Got an Invoice yesterday from Steamline for 90.25 VAT incl. I rang them, apparently they sent us a letter in August (don't recall seeing it) in which they told us they were now going to charge 30 minimum per month, 36.99 annual fee and 11.99 per month non-compliance charge (apparently we have to fill in something online in order to comply). I would certainly have remembered this letter coming in!!

We are now thinking of changing merchant, does anyone have any suggestions?

We are mostly annoyed at Streamline because when we phoned them a few months ago when we were trying to way up the various options this new pricing wasn't mentioned, we don't recall a letter coming in from them, and also when we were having problems with the noncompatability they were more than useless!

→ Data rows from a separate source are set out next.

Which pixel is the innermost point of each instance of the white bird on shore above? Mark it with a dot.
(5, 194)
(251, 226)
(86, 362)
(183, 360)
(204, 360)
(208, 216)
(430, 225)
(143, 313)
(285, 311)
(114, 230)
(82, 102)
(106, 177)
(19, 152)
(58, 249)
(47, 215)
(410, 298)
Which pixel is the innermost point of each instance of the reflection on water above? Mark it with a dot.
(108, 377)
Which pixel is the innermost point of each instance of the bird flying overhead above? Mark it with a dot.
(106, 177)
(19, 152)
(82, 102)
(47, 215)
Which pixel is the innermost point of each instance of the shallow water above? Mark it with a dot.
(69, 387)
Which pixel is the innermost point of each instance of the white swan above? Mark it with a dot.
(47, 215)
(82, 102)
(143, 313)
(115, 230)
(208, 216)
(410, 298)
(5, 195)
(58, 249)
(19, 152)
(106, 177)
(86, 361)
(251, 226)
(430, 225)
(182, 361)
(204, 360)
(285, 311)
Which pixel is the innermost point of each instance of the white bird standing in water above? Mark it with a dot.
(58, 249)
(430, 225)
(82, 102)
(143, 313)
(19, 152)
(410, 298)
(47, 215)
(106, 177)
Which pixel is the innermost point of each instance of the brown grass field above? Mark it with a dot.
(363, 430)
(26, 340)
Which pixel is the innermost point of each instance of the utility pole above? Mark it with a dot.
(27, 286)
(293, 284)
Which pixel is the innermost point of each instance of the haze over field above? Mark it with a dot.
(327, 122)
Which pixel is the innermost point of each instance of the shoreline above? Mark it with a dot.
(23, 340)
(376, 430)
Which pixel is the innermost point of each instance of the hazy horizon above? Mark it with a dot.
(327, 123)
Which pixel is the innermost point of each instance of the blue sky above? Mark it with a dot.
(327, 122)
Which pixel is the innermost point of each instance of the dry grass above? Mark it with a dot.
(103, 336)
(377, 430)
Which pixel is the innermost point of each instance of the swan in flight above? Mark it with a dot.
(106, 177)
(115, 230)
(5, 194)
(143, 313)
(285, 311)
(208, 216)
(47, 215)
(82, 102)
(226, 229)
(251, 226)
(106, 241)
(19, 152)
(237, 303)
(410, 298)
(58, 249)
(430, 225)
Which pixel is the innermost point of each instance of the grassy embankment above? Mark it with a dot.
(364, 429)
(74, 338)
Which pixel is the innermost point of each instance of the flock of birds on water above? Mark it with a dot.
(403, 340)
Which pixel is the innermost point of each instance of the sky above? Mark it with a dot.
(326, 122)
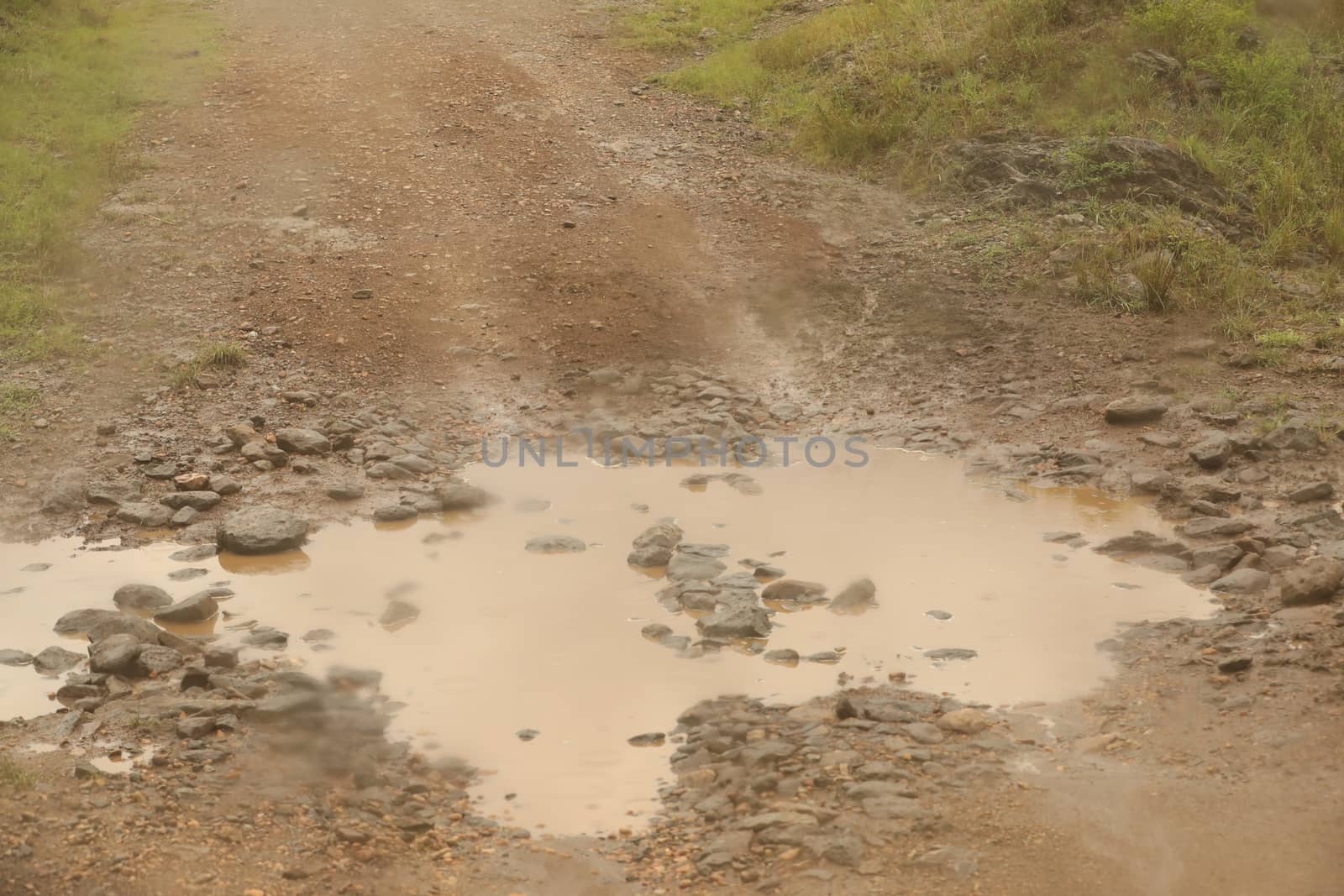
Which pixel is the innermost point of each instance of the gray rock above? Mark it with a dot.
(219, 658)
(148, 515)
(951, 653)
(690, 567)
(1314, 582)
(114, 654)
(297, 441)
(81, 621)
(1213, 453)
(857, 597)
(158, 660)
(736, 622)
(1210, 527)
(199, 607)
(459, 496)
(387, 470)
(221, 484)
(1243, 580)
(1135, 409)
(55, 660)
(398, 611)
(194, 553)
(194, 500)
(346, 492)
(1221, 555)
(66, 493)
(654, 546)
(796, 590)
(396, 512)
(262, 530)
(141, 597)
(141, 631)
(1314, 492)
(555, 544)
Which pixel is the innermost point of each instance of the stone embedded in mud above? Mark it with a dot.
(690, 567)
(965, 720)
(1210, 527)
(655, 631)
(1213, 453)
(199, 607)
(459, 496)
(1135, 409)
(81, 621)
(194, 500)
(299, 441)
(396, 513)
(654, 546)
(218, 658)
(736, 622)
(398, 613)
(795, 590)
(1314, 492)
(1242, 582)
(951, 653)
(55, 660)
(116, 654)
(145, 515)
(346, 492)
(262, 530)
(1314, 582)
(857, 597)
(555, 544)
(651, 739)
(158, 658)
(141, 597)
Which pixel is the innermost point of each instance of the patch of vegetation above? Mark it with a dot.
(214, 356)
(73, 76)
(15, 403)
(1254, 97)
(15, 775)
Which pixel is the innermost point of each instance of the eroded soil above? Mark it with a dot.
(546, 244)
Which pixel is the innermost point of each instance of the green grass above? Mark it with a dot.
(15, 403)
(214, 356)
(73, 76)
(885, 86)
(15, 775)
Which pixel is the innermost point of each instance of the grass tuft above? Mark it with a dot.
(73, 76)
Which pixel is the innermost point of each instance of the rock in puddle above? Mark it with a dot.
(262, 530)
(555, 544)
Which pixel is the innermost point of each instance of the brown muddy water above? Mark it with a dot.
(510, 640)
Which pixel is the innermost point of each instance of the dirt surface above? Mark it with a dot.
(546, 242)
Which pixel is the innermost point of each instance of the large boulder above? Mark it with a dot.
(262, 530)
(297, 441)
(141, 597)
(1314, 582)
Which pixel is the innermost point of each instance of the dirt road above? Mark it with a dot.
(461, 211)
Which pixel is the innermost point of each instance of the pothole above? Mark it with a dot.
(541, 665)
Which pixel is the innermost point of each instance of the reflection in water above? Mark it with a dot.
(495, 638)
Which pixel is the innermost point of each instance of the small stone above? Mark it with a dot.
(262, 530)
(141, 597)
(346, 492)
(1314, 492)
(555, 544)
(1135, 409)
(651, 739)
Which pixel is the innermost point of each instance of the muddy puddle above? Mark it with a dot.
(512, 641)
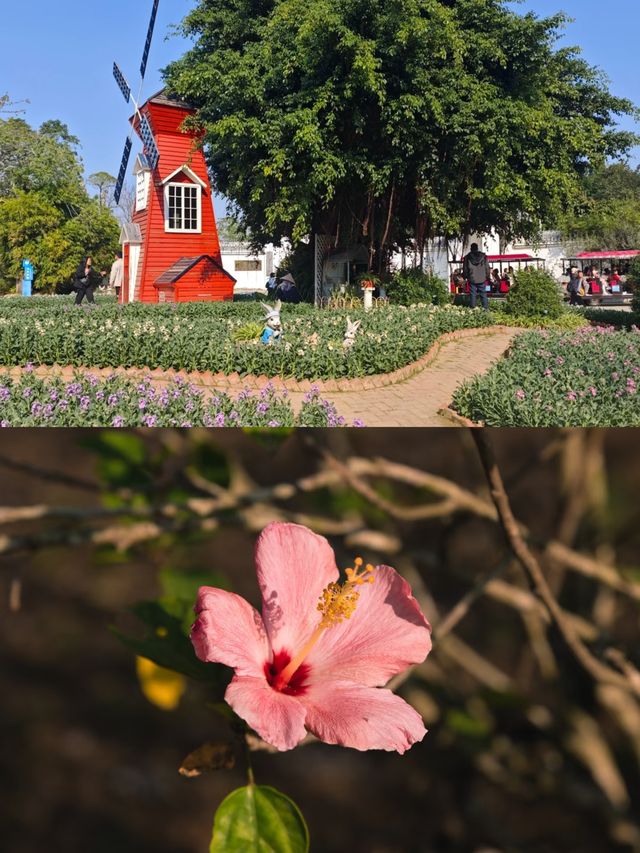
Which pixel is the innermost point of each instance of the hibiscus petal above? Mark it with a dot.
(386, 633)
(276, 717)
(350, 714)
(229, 630)
(294, 565)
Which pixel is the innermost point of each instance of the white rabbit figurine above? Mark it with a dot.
(273, 325)
(350, 336)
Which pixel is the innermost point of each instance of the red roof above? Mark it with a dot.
(630, 253)
(523, 256)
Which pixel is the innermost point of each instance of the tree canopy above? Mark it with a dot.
(45, 212)
(608, 215)
(392, 122)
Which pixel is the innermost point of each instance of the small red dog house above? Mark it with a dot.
(171, 249)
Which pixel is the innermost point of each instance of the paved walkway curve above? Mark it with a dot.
(417, 401)
(411, 402)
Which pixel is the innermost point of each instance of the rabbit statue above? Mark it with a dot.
(272, 323)
(350, 336)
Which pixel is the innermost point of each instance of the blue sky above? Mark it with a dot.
(58, 54)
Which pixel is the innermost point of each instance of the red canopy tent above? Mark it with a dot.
(501, 261)
(604, 260)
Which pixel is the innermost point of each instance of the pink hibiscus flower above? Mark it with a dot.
(319, 654)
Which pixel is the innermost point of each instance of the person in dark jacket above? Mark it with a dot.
(477, 272)
(85, 281)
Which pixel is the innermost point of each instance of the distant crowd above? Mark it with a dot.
(590, 282)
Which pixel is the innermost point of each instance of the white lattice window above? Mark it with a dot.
(182, 207)
(143, 180)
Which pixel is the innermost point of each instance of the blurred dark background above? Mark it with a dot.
(524, 752)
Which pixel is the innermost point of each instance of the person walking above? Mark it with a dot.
(116, 276)
(85, 281)
(477, 273)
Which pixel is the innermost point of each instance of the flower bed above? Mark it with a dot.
(32, 401)
(199, 337)
(586, 378)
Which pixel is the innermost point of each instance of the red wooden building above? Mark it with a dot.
(171, 249)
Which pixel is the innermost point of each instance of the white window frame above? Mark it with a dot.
(183, 185)
(143, 180)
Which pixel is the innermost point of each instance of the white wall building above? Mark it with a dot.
(250, 269)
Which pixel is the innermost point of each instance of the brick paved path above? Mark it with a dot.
(412, 402)
(416, 401)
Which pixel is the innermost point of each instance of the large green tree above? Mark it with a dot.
(390, 121)
(46, 214)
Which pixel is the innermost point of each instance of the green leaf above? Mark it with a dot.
(185, 583)
(259, 818)
(166, 645)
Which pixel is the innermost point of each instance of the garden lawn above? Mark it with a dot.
(199, 337)
(586, 378)
(119, 402)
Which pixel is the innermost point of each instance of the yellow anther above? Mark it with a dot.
(337, 603)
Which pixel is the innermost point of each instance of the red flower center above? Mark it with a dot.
(296, 685)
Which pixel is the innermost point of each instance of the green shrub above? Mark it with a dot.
(247, 332)
(567, 321)
(413, 286)
(534, 294)
(586, 378)
(119, 401)
(199, 336)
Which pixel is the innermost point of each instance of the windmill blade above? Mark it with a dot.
(125, 88)
(147, 46)
(123, 170)
(149, 142)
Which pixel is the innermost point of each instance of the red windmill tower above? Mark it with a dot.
(171, 248)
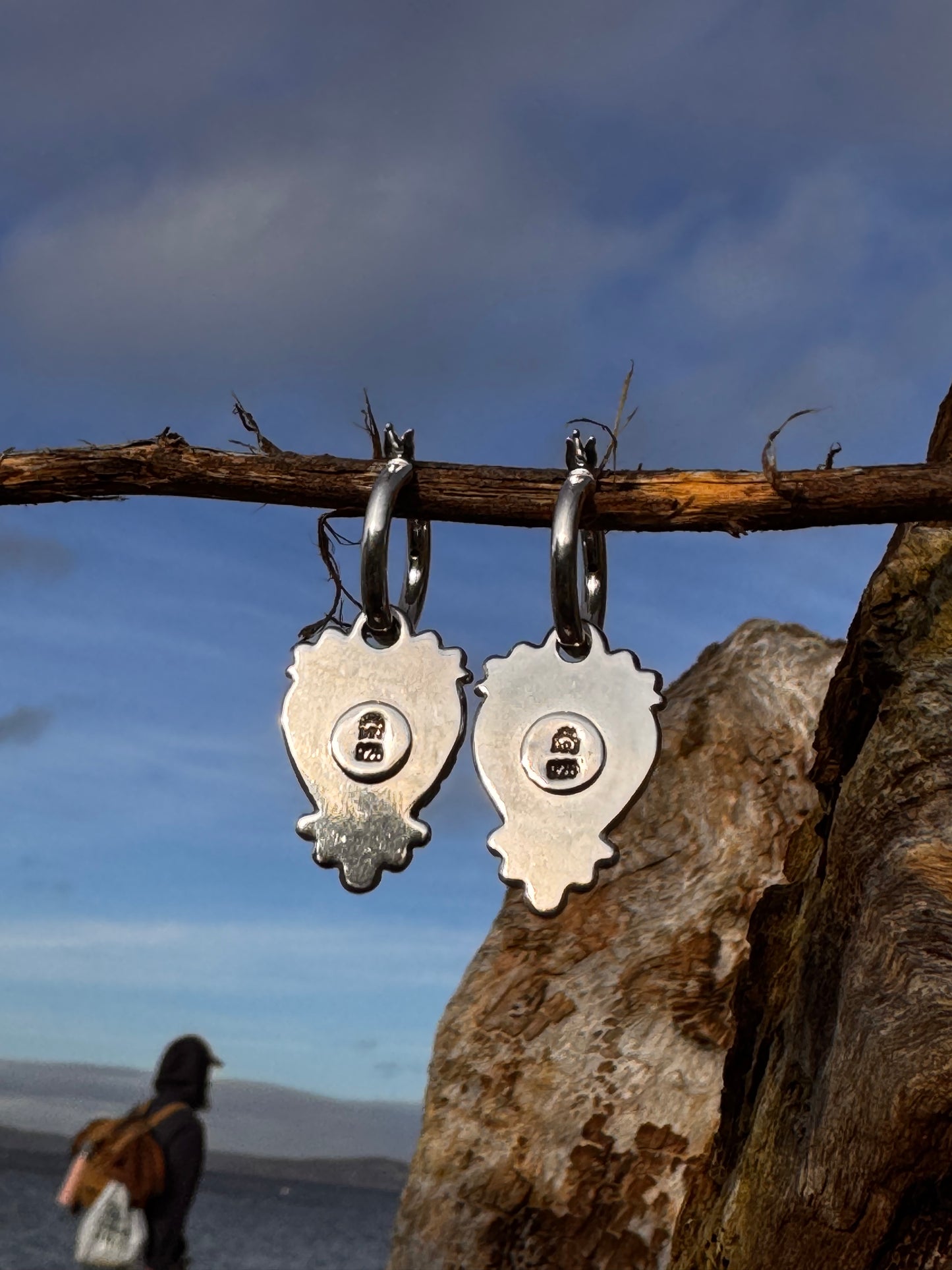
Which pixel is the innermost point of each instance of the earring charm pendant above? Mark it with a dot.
(374, 728)
(567, 734)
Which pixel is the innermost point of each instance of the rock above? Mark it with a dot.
(835, 1143)
(576, 1072)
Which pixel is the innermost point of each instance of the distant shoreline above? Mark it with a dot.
(49, 1153)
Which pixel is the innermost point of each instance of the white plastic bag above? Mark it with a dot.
(112, 1234)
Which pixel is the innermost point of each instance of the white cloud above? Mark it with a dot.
(249, 959)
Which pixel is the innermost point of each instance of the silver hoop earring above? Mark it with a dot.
(567, 734)
(375, 716)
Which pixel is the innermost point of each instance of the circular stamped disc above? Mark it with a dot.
(371, 742)
(563, 752)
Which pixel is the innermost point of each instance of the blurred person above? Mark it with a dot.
(182, 1076)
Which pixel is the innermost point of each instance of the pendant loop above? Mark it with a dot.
(569, 611)
(375, 542)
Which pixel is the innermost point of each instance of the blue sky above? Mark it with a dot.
(480, 214)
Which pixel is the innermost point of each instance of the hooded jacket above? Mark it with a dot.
(182, 1078)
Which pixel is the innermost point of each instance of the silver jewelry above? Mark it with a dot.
(374, 728)
(567, 736)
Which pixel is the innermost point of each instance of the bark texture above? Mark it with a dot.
(835, 1141)
(733, 502)
(576, 1072)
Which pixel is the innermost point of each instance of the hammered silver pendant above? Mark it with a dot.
(375, 716)
(371, 733)
(567, 736)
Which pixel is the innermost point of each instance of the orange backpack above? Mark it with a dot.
(122, 1151)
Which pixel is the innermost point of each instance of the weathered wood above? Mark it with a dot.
(835, 1143)
(650, 501)
(576, 1071)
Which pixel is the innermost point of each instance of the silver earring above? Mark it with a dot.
(375, 716)
(567, 736)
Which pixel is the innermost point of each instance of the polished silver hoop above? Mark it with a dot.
(571, 611)
(375, 545)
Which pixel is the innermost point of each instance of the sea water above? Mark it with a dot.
(235, 1225)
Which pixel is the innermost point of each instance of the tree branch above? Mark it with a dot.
(735, 502)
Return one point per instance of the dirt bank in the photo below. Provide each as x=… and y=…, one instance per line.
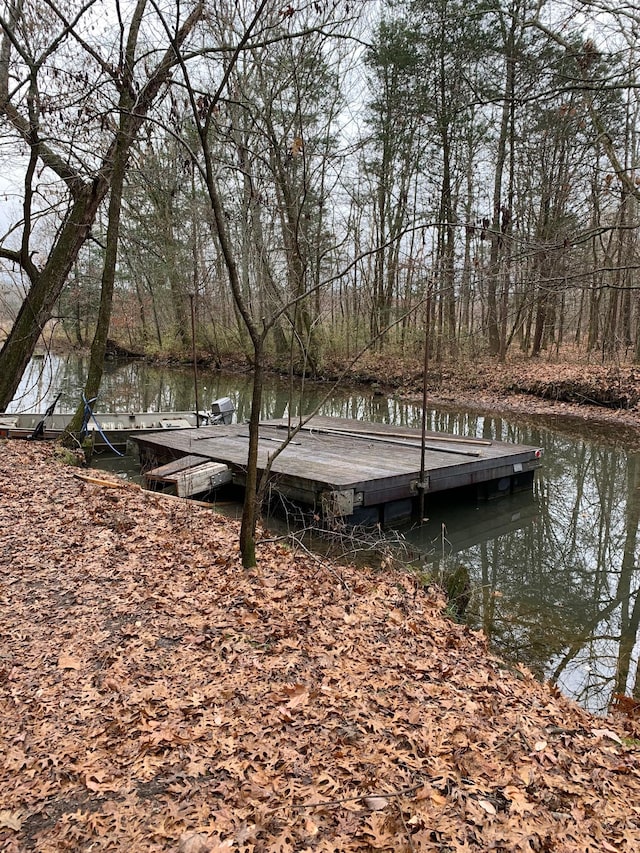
x=156, y=697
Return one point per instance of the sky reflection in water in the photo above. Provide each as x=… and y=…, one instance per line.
x=554, y=572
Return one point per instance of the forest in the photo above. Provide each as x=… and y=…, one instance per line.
x=319, y=179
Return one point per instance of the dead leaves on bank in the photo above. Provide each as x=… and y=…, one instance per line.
x=155, y=697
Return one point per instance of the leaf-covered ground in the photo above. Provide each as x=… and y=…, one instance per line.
x=156, y=697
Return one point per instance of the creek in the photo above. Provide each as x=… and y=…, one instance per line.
x=554, y=577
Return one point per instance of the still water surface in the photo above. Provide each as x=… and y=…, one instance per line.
x=554, y=573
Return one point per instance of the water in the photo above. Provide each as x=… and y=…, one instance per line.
x=554, y=573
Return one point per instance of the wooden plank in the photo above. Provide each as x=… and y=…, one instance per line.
x=376, y=463
x=201, y=478
x=174, y=466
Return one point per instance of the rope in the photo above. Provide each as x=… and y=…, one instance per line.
x=87, y=416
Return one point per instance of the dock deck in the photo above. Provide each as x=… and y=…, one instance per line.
x=346, y=467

Thanks - sorry about the rant .....


----------



## terrysgirl33 (7 Dec 2012)

It may be worth considering if you need to keep a credit/debit card facility?  I don't know the ins and outs of it, but I've noticed more and more shops have a sign saying they don't take cards.


----------



## Allimac (7 Dec 2012)

I know Terrysgirl, we did wonder about that ourselves and maybe that is what we'll have to do ... unfortunately though we have signed a contract for the terminal as well as paying the set up fee of almost €250 only a couple of months ago ......


----------



## Amy77 (29 Dec 2012)

hey, i am in the same situation, i have a small business and only noticed today that Streamline is charging me 39.00, i rang them of course and apparently Visa asked them to do it and is a "new thing", when i replied i don't agree with any extra (appart from the normal Laser, Visa or Mastercard transaction fees) i was advised to cancel the terminal, as regards to the letter in August i was told the same and i never received anything, i am thinking to cancel everyhing as well, sick of all these new charges


----------



## pog3000 (16 Oct 2014)

*Transactions not reaching the bank account*

Recently, I changed provider from AIB merchant services to payment sense as there offering seemed to be substantially cheaper. Today I found out that NONE of the transactions have been banked (a month later). I rang the rep and am waiting for him to get back to me. Has anyone any information on what I should do next? Thanks in advance


----------